The only example I could find is this one: https://github.com/ymartin59/java-kerberos-sfudemo (thanks Yves Martin for that!)
Now to my problem... After my authentication I basically end up with the username of the authenticated user (see "clientName" in code above).
Do we really need to use the S4U2self mechanism to impersonate the user here?
The client just sent us it's Kerberos Service Ticket (wrapped in the SPNEGO token I can't decode).
Ideally we should be able to use that service ticket and my own service's TGT to authenticate the user (using the S4U2proxy mechanism)?
But I do not understand how.
So now I'm wondering if it's possible to tie together our SPNEGO authentication with S4U2proxy delegation?
Many thanks for any input on this.
I've actually been doing something like this recently but am using spring security kerberos. I put an example on github here. The key thing that I found that I needed set up to use constrained delegation like you want it and S4U2Proxy was to make sure (if you're using Oracle/OpenJDK) you set isInitiator=true in your JAAS Config so that when getDelegCred is called you get back a Krb5ProxyCredential. See comment here. With that credential, you can use it to create service ticket tokens on the Users behalf for the services you are constrained to use in the normal fashion, like this.
I've done a lot of investigation on Kerberos constrained delegation, and finally I've figured out the correct way of doing it using Java.
Settings on Domain Controller
1) No Delegation: Do not trust this account for delegation
You (service user) can not get delegated credentials of the user. It means you can not perform any task on end user's behalf.

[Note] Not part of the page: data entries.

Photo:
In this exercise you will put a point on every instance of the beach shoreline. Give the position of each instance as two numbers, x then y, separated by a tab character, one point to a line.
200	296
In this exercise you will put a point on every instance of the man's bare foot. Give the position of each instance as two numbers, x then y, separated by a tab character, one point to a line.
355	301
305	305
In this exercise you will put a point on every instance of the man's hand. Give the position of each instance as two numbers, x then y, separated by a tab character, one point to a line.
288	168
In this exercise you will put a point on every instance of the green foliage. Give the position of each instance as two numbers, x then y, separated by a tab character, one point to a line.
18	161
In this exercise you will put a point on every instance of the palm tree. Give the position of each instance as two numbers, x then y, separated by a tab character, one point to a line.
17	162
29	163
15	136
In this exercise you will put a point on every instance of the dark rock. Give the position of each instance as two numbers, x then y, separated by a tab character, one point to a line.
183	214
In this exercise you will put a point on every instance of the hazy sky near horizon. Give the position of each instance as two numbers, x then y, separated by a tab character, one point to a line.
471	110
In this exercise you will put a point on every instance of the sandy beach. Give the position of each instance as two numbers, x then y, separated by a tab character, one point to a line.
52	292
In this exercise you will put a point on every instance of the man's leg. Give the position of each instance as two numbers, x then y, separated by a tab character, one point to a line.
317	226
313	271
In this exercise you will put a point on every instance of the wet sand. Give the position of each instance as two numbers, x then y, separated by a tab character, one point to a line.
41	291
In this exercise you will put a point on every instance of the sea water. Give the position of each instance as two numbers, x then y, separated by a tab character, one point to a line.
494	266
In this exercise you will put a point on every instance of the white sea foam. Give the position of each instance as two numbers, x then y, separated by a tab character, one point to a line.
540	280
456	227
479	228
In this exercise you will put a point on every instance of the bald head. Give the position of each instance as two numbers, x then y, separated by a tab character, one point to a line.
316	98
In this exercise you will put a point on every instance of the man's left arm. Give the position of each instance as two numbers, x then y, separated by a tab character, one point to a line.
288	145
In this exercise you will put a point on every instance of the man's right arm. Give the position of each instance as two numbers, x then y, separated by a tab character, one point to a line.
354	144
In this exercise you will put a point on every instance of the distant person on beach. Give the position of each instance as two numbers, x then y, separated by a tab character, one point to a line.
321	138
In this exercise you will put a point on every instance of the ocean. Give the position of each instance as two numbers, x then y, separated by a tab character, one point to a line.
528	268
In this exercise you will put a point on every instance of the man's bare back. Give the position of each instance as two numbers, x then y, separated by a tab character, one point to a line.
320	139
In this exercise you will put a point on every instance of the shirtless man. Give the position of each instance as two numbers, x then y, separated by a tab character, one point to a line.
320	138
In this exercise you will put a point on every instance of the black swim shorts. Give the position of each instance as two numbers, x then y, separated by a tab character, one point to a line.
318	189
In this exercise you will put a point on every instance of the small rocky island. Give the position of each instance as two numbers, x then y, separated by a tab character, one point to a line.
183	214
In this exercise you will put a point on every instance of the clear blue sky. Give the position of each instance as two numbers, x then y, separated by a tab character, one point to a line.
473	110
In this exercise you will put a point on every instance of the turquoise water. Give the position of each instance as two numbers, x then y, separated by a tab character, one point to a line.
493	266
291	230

At the most you can do is to accept the incoming ticket from the user(usually browser) and get it verified by passing it to KDC. In response, KDC will tell you for which user(or principal) this ticket is issued to, but no credentials will be passed.
2) Unconstrained Delegation: Trust this account for delegation to any service (Kerberos only)
With this option, you (service user) get the delegated credentials of the user. Moreover, what you get is a TGT of the user. Using this TGT, you can request TGS (service ticket) on user's behalf for any service.
3) Trust this account for delegation to specified services (Kerberos only)
Here, you specify the services to which you can use the delegated credentials. It means when this option is enabled, you get the delegated credentials, however, you are allowed to use them only to get end user's TGS for the specified services.
Another important point is, you must have end user's TGS (end user's TGS for your web app). Then using this TGS, you can request KDC the end user's TGS for another service.
4) Trust this account for delegation to specified services (Any Protocol)
This is also known as protocol transition. In this option also, you need to specify the services for which you can request the TGS to KDC on user's behalf.
You (service user) are allowed to 'impersonate' the end user, without having any kind of ticket from the end user. You can impersonate any user, and get TGS for the specified services.
This option is useful for backgroung processes or schedulars where end user interaction is not possible.
Java Code Samples
1) Getting Delegated Credentials (useful in option 2 and 3 stated above)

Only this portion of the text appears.